The Australian Government has committed to putting gender equality at the heart of policy and decision making, and making women’s economic equality a central economic imperative. This requires policy which acknowledges and addresses inequality.
While Australia has made significant gains towards gender equality, inequality still exists in a range of areas across people’s lives. These existing inequalities, as well as ongoing norms and attitudes that can drive inequality, mean that even when a policy seems gender neutral it can still impact people differently, or disproportionately, based on their gender. This means policies can have unintended consequences, exacerbate or perpetuate existing inequality or fail to achieve their intended outcomes.

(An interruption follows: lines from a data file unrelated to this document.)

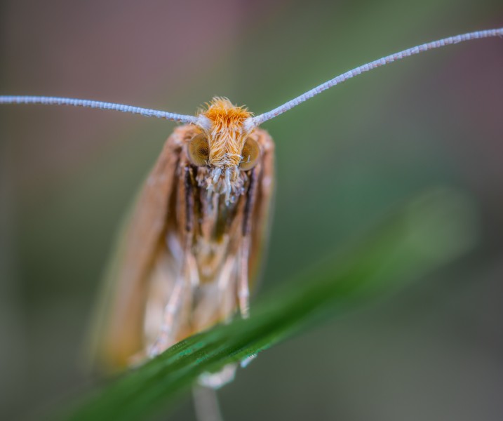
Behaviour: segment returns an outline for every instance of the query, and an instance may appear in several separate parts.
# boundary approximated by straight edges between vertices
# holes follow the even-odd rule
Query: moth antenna
[[[274,119],[286,111],[288,111],[299,104],[304,102],[304,101],[313,98],[318,93],[321,93],[323,91],[328,89],[329,88],[332,88],[335,85],[338,85],[339,83],[360,74],[363,72],[372,70],[376,67],[384,66],[384,65],[391,63],[394,61],[405,58],[405,57],[409,57],[410,55],[414,55],[415,54],[419,54],[420,53],[427,51],[428,50],[438,48],[440,47],[443,47],[444,46],[457,44],[464,41],[469,41],[471,39],[479,39],[481,38],[489,38],[490,36],[503,36],[503,28],[486,29],[485,31],[476,31],[475,32],[469,32],[468,34],[449,36],[448,38],[444,38],[443,39],[439,39],[438,41],[434,41],[427,44],[416,46],[415,47],[403,50],[399,53],[395,53],[394,54],[387,55],[386,57],[383,57],[379,60],[374,60],[362,66],[356,67],[349,72],[346,72],[346,73],[340,74],[339,76],[337,76],[335,78],[318,85],[316,88],[313,88],[310,91],[304,93],[302,95],[293,98],[288,102],[285,102],[282,105],[280,105],[269,112],[264,112],[264,114],[253,117],[253,122],[255,126],[260,126],[264,123],[264,121]]]
[[[133,107],[125,104],[115,104],[114,102],[103,102],[92,100],[80,100],[78,98],[62,98],[58,97],[46,96],[22,96],[22,95],[0,95],[0,104],[41,104],[43,105],[73,105],[74,107],[84,107],[86,108],[98,108],[99,109],[109,109],[137,114],[146,117],[156,117],[174,120],[182,123],[195,123],[197,117],[184,114],[161,111],[159,109],[150,109],[140,107]]]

Exploring data and evidence can reveal these impacts. For example, a government policy which provides additional financial support for the construction industry to support economic growth may appear to have no gender impact on the surface. However, data may reveal that the construction industry is male dominated, so any benefits provided to the construction workforce would disproportionately benefit men.
What is gender?
The language used to refer to gender is important. Sex and gender are commonly used interchangeably, including in legislation.
Sex refers to sex characteristics while gender is about social and cultural difference in identity, expression and experience.
A person’s sex and gender may not necessarily be the same. Some people may identify as a different gender to their birth sex and some people may identify as neither exclusively male nor female (gender non-binary) (ABS, The Standard for Sex, Gender, Variations of Sex Characteristics and Sexual Orientation Variables, 2020).